Logo pl.masculineguide.com

Polaris Slingshot R Review: An Escapist „Batmobile”

Spisu treści:

Polaris Slingshot R Review: An Escapist „Batmobile”
Polaris Slingshot R Review: An Escapist „Batmobile”

Wideo: Polaris Slingshot R Review: An Escapist „Batmobile”

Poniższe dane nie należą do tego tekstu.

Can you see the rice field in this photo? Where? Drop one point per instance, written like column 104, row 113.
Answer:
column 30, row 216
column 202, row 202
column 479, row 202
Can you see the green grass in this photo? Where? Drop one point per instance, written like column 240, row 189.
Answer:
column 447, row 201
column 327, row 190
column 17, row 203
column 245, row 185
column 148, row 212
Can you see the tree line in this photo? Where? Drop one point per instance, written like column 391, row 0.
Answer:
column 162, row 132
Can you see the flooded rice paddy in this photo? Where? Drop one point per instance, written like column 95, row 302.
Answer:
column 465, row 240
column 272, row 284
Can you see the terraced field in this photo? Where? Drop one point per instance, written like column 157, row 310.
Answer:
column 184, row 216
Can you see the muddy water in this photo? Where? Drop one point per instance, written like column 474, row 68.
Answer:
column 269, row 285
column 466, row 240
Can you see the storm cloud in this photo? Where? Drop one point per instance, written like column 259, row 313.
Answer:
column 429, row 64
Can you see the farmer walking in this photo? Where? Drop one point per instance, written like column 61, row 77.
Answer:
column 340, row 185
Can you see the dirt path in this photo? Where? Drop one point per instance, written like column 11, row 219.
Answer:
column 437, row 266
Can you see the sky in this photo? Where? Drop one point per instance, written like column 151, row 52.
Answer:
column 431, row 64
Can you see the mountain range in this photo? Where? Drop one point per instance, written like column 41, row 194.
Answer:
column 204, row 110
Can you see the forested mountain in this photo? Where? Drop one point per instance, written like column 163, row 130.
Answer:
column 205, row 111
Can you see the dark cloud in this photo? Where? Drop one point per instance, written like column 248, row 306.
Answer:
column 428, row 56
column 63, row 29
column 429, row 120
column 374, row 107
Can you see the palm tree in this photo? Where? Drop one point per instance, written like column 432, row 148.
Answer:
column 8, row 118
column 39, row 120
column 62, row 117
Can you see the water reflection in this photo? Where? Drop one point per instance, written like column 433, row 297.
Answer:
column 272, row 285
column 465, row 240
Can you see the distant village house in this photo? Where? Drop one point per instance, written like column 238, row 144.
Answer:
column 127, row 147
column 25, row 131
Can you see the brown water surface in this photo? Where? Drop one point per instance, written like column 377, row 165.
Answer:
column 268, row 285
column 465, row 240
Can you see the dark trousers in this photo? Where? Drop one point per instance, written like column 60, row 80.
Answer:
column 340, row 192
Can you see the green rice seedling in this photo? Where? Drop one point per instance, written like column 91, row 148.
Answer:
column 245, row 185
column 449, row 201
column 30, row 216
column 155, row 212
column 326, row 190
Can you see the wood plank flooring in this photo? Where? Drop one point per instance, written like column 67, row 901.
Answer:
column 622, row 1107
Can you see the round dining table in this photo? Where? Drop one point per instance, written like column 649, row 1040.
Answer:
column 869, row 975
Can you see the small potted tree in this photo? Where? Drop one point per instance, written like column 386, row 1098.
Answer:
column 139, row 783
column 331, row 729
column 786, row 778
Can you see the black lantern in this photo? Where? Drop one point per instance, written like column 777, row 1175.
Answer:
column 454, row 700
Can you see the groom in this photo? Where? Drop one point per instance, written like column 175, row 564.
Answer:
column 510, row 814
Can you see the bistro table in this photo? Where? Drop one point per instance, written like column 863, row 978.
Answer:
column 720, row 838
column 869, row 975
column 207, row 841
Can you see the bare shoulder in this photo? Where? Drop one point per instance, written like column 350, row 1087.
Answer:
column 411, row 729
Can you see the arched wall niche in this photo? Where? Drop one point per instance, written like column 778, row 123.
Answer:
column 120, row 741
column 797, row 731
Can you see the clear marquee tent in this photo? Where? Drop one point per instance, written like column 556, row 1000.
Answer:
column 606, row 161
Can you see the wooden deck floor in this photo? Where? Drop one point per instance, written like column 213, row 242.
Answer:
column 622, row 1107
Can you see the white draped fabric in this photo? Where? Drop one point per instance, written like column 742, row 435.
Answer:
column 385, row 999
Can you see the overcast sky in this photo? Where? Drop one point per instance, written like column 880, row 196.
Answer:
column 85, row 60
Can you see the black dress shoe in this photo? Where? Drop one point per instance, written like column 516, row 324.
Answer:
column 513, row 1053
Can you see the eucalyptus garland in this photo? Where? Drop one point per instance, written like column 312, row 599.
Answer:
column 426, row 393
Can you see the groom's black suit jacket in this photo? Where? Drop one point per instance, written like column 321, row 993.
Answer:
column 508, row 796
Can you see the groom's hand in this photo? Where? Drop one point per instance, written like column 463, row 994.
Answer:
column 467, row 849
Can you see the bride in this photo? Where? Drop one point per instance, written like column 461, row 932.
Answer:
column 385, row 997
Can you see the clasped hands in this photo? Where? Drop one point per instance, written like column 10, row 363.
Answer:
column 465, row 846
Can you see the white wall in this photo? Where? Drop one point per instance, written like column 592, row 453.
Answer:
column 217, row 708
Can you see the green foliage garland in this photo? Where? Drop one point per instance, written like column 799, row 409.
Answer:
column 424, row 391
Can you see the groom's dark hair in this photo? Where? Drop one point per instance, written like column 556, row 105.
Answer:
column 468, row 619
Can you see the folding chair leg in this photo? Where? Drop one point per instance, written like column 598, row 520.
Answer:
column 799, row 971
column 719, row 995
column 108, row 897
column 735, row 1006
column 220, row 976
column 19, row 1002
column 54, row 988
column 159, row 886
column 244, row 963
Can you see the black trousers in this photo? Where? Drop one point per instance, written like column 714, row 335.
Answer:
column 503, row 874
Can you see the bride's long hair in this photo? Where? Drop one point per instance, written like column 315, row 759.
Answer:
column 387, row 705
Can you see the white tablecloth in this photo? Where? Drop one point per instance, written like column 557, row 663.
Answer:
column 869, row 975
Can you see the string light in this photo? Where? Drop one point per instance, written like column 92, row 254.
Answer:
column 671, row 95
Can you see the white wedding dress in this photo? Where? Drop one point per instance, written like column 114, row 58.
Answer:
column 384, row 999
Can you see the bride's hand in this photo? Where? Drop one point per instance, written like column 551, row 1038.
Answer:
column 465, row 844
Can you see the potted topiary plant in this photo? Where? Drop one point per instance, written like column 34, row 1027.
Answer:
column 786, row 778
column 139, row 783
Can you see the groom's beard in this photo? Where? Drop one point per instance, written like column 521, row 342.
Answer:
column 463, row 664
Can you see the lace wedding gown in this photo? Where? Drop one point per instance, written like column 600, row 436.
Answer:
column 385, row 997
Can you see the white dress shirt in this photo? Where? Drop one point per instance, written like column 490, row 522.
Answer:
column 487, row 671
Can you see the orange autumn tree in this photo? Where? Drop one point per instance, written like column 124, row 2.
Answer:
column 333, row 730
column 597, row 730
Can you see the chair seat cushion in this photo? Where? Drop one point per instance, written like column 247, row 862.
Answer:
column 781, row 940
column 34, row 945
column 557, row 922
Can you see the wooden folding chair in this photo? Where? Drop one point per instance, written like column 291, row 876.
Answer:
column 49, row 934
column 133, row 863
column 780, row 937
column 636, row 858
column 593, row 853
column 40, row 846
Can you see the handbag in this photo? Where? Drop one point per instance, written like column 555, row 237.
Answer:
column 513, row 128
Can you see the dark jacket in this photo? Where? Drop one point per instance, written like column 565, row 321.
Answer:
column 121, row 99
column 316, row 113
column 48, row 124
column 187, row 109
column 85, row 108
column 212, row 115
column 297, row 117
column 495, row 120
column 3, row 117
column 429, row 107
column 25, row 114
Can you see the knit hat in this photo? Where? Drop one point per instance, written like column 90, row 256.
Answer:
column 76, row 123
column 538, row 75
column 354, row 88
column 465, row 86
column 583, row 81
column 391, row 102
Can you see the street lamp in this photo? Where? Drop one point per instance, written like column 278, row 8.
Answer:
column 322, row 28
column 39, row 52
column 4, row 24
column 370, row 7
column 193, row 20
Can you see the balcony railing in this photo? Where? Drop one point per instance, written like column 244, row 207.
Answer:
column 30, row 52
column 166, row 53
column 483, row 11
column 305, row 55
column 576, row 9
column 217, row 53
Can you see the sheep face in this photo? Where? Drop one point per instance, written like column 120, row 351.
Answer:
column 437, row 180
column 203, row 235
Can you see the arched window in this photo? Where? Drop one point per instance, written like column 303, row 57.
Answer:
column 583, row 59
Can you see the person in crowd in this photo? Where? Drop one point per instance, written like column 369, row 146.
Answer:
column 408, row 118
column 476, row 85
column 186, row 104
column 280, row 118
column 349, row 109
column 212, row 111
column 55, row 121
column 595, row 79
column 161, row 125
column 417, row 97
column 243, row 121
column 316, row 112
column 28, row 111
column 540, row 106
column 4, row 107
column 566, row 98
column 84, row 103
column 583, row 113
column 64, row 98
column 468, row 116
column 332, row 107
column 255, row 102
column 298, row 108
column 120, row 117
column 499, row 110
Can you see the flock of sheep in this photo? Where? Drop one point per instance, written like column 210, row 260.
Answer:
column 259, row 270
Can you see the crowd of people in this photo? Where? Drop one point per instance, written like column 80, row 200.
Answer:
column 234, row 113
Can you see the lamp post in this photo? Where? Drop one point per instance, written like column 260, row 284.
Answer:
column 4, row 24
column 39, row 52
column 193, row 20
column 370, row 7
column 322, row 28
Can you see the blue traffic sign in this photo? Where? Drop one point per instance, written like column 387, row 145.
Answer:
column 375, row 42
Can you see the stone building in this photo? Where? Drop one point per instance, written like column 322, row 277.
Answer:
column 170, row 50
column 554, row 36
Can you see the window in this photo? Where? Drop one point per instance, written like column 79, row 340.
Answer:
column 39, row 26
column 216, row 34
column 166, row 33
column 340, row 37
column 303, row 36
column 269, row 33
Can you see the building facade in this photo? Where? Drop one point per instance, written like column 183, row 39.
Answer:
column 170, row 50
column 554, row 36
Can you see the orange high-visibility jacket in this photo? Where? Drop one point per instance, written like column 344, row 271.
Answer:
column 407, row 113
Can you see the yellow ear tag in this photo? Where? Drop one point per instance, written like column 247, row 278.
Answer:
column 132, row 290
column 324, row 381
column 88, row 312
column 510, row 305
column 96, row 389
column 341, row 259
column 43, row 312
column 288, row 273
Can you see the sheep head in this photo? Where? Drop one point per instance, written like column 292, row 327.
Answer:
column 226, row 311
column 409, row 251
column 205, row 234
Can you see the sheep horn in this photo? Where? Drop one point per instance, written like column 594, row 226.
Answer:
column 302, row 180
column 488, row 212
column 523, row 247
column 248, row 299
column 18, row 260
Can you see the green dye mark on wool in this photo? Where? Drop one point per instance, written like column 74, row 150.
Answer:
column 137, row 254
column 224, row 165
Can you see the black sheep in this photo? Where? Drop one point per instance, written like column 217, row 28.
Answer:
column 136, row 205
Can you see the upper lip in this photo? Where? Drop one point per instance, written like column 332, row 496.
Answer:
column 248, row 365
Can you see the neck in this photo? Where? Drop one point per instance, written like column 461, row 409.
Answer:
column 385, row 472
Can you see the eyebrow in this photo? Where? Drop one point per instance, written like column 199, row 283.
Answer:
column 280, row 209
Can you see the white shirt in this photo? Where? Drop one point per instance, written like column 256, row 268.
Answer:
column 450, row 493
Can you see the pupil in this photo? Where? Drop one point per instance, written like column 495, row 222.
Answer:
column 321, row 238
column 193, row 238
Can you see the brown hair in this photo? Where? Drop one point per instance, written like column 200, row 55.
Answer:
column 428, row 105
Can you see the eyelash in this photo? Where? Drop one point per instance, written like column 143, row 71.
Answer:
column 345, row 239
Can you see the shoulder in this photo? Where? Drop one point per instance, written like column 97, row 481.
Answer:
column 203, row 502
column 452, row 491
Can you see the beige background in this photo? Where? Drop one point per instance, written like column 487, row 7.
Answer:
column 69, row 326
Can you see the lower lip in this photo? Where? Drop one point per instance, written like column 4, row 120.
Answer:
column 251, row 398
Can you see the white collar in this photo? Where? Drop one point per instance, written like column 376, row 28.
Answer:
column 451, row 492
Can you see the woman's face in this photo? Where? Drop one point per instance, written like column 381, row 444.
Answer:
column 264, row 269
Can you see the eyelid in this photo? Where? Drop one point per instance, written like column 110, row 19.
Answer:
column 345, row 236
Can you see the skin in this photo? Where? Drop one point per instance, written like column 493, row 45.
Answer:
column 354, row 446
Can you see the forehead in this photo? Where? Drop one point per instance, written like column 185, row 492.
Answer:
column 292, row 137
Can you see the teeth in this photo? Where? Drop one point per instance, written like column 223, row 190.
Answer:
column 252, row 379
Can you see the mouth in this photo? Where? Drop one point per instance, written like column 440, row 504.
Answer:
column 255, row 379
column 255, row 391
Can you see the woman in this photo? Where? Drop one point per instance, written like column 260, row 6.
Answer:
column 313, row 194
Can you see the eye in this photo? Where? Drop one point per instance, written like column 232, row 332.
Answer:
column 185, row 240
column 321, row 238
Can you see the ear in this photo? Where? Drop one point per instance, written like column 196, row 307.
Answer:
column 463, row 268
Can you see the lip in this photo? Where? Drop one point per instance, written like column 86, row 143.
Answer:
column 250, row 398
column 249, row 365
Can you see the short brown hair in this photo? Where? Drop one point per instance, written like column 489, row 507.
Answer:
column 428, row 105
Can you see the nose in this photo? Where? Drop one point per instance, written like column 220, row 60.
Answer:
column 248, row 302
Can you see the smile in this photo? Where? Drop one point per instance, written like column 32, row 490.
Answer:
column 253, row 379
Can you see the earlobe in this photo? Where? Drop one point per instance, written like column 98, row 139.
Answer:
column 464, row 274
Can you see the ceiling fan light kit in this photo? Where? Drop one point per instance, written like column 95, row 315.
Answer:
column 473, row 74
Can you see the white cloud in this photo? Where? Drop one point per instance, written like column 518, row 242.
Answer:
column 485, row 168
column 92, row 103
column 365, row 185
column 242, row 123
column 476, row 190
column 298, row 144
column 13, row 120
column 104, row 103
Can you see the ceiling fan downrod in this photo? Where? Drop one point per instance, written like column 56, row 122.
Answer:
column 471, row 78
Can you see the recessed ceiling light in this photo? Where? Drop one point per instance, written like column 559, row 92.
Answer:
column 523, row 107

Wideo: Polaris Slingshot R Review: An Escapist „Batmobile”
Wideo: 2020 Polaris Slingshot R Expert Review: Watch This Before You Buy Or Drive A New Slingshot! 2024, Kwiecień
Anonim
Image
Image

Dorastałem na południowej Florydzie, jako syn fizycznego ojca. Był mechanikiem i mechanikiem na pół etatu, który w wolnym czasie majstrował przy małych silnikach. Weekendy spędzaliśmy na wyścigach drag i zabawnych pokazach samochodów, więc mogę śmiało powiedzieć, że moja miłość do zabawek napędzanych benzyną zawsze była w moim DNA. Pamiętam, że zaprzyjaźniłem się z synem naszego sąsiada, częściowo dlatego, że miał koła Power Wheels. W rzadkich przypadkach, kiedy pozwolił mi jeździć, było to ekscytujące. Na czele tego 12-woltowego akumulatora napędzającego potężną ćwierć konia mechanicznego czułem się żywy. Byłem ledwie dostatecznie duży, by podnieść własną sakiewkę CapriSun, ale przez te dwie minuty za kierownicą byłem Michaelem Cholernym Schumacherem. Niezależnie od tego, czy chodzi o jazdę próbną na zupełnie nowej Corvette C8, czy na driftingu Dodge Charger SRT Hellcat, ścigam tego smoka od tamtej pory.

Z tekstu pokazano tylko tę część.